Biraz insaf! Ben size hemen ezberimden çatışmalarda şehit olmuş üç subayın ismini sayayım: Üsteğmen Mustafa Çuhadar, Üsteğmen Çetin Aylar, Yüzbaşı Barış İbrahim Yurtseven. Konunun uzmanları eminim daha çoğunu sayarlar! Ayrıca geçen Cuma günü Şemdinli’de çatışmada yaralanan subayın da pazar günü Gata’da şehit olduğunu hatırlatayım.
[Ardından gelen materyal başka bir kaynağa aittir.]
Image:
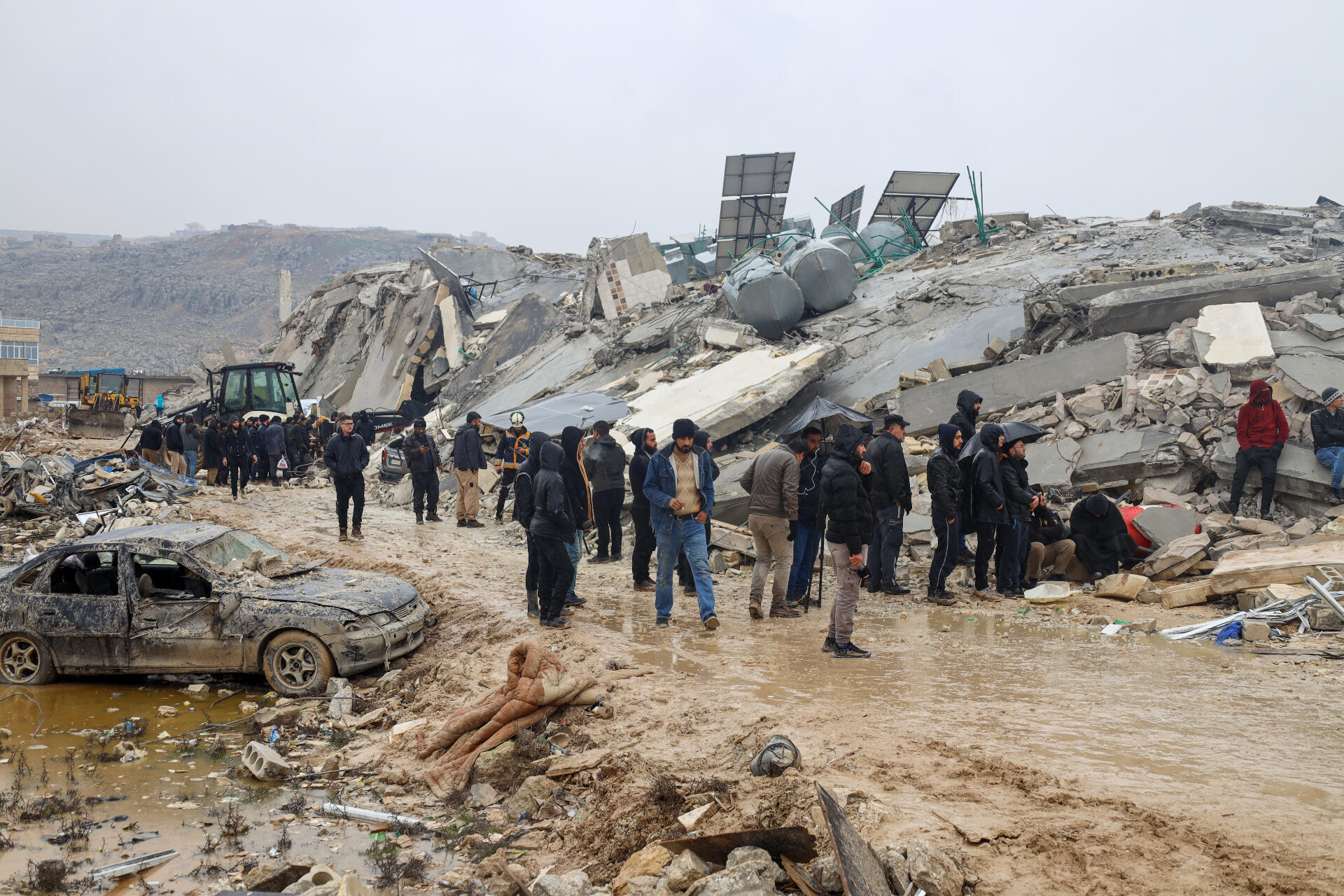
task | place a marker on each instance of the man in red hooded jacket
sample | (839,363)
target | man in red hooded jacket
(1261,431)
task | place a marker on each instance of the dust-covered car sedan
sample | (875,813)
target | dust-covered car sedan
(200,598)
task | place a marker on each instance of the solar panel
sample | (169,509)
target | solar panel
(920,194)
(746,220)
(847,210)
(757,175)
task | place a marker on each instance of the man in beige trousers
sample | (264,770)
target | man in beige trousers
(773,517)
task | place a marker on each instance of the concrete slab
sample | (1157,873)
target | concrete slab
(1023,382)
(736,394)
(1161,526)
(1236,336)
(1129,454)
(1053,464)
(1298,470)
(1148,309)
(1308,375)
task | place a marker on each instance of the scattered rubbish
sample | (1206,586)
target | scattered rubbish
(778,754)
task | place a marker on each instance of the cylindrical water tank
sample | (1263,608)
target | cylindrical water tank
(824,274)
(888,238)
(761,295)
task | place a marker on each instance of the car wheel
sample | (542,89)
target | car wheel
(298,664)
(26,660)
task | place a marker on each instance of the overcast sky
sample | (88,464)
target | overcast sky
(547,124)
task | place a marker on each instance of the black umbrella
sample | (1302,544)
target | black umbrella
(1014,431)
(825,415)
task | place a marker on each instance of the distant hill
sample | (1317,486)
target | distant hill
(152,305)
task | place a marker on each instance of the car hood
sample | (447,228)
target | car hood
(370,593)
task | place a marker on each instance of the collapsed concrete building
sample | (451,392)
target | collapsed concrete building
(1128,342)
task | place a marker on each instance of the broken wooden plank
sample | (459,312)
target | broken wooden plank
(860,872)
(578,762)
(794,843)
(1245,570)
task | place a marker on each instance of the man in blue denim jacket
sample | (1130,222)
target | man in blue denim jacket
(680,491)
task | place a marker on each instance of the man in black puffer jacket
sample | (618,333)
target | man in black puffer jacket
(945,486)
(523,511)
(889,486)
(553,531)
(850,522)
(986,498)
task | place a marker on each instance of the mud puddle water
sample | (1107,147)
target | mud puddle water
(1144,713)
(69,798)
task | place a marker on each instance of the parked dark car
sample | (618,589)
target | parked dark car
(178,598)
(394,463)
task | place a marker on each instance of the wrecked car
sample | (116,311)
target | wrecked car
(200,598)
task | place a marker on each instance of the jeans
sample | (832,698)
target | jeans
(847,592)
(771,535)
(347,488)
(945,555)
(806,545)
(425,492)
(1011,536)
(686,535)
(575,551)
(986,533)
(644,542)
(606,512)
(1268,465)
(1334,458)
(554,570)
(885,548)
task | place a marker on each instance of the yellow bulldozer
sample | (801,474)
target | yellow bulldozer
(105,397)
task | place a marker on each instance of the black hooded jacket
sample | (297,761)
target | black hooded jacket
(986,489)
(890,480)
(964,418)
(1100,535)
(638,466)
(526,480)
(945,476)
(575,480)
(553,514)
(844,498)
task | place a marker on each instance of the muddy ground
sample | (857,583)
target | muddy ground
(1047,758)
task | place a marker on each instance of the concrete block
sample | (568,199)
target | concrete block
(265,763)
(1152,308)
(1023,382)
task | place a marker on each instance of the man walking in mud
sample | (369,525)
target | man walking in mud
(347,456)
(680,491)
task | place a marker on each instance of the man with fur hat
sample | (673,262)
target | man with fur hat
(680,491)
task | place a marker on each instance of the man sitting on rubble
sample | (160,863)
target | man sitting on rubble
(1261,431)
(1328,438)
(425,465)
(680,491)
(1050,546)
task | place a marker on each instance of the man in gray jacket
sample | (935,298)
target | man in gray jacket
(773,517)
(604,461)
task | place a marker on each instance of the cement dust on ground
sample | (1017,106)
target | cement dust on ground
(1044,757)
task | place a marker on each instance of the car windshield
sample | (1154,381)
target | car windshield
(237,545)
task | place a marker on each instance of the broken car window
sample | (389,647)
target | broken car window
(235,545)
(92,573)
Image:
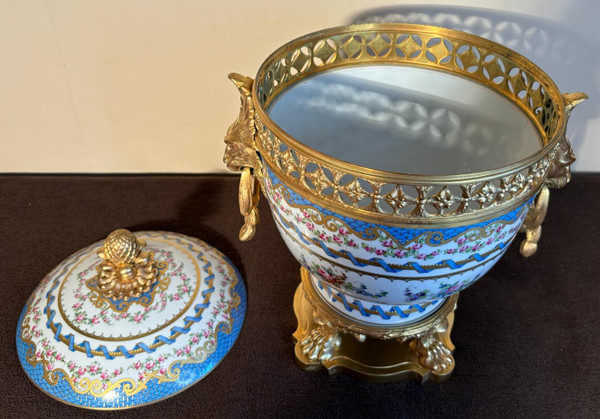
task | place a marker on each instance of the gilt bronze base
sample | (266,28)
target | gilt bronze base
(327,339)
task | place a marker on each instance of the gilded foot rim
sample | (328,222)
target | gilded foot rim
(320,343)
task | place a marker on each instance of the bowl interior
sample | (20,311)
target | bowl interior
(405,119)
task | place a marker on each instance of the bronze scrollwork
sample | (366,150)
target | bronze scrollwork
(241,155)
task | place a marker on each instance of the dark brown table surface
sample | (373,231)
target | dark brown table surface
(527,336)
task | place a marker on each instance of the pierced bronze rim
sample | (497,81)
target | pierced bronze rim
(542,103)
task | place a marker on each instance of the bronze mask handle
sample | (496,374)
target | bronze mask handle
(559,174)
(241,155)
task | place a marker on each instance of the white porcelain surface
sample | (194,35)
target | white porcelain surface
(405,119)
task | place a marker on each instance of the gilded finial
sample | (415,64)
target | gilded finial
(125,272)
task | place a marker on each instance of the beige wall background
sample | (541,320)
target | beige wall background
(140,86)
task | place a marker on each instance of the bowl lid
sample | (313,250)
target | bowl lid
(131,320)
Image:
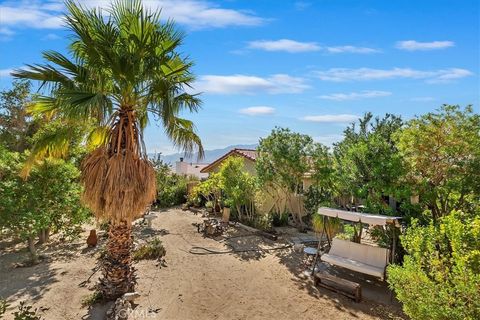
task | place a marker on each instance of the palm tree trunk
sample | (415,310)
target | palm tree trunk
(118,273)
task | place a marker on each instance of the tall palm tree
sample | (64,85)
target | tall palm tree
(123,68)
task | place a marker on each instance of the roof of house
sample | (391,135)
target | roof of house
(246,153)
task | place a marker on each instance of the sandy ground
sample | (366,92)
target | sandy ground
(251,285)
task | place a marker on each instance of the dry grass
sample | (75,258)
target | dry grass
(118,178)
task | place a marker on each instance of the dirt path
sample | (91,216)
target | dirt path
(229,286)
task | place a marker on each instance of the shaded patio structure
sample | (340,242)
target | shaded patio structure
(360,263)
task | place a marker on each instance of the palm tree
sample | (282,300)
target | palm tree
(124,68)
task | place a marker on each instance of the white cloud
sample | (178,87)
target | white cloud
(6,31)
(258,110)
(331,118)
(51,36)
(412,45)
(30,15)
(355,95)
(5,72)
(193,13)
(351,49)
(284,45)
(244,84)
(301,5)
(422,99)
(364,74)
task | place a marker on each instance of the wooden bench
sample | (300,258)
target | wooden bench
(346,287)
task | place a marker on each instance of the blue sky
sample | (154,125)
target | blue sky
(313,66)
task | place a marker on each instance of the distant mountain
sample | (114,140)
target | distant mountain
(210,155)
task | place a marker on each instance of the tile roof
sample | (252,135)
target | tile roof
(246,153)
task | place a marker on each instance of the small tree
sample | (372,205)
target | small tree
(368,164)
(440,276)
(16,126)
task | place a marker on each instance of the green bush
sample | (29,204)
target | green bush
(48,199)
(440,276)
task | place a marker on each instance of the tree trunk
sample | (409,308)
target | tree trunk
(118,273)
(32,249)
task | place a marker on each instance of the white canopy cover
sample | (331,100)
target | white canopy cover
(367,218)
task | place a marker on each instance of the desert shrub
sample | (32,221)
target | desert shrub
(238,188)
(26,312)
(3,307)
(332,226)
(440,275)
(151,250)
(279,219)
(48,200)
(92,299)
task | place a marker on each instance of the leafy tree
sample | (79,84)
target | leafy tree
(124,67)
(368,164)
(16,126)
(171,187)
(48,200)
(283,161)
(442,150)
(440,276)
(323,190)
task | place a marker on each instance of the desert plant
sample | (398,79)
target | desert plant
(125,68)
(440,275)
(26,312)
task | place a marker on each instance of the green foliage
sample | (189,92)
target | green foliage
(368,164)
(171,187)
(210,189)
(442,151)
(238,187)
(152,250)
(440,276)
(283,159)
(26,312)
(92,299)
(49,198)
(280,219)
(16,126)
(125,58)
(332,226)
(316,197)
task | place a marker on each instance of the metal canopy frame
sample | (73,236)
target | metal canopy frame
(358,217)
Peki siz hiç şehir içindeki çatışmalarda şehit olmuş bir il, ilçe emniyet müdürü, karakol amiri, üst rütbeli emniyet görevlisi duydunuz mu? Duymazsınız çünkü onların görevi de subaylarınki gibi çatışmaları yönetmektir, fiilen eline silah alıp savaşmak değil.
Şimdi elimizi vicdanımıza koyalım, silahlı kuvvetlerimizi böylesine yıpratmak kimin çıkarına hizmet eder. Doğal olarak silahlı kuvvetlerin içinden de yanlışlık yapan, kötülük yapan, işkenceye karışmış insanlar çıkabilir. Bu insanları süratle bulup cezalandırmak ayrı şeydir.
Sırf geçmişte bir subay tarafından kötü muameleye uğradık, veya bir şekilde aşağılandık diye veya bilemiyeceğim başka sebeplerle silahlı kuvvetleri yıpratıp, erleri ve astsubayları veya onların ailelerini subaylara düşman edecek ifadeler kullanıp, silahlı kuvvetlere alternatif güçler oluşturup, yıpratıp görev yapamaz hale getirmek kimin çıkarınadır?
Bu soruyu iyi düşünmemiz gerekir, değerli okurlarım.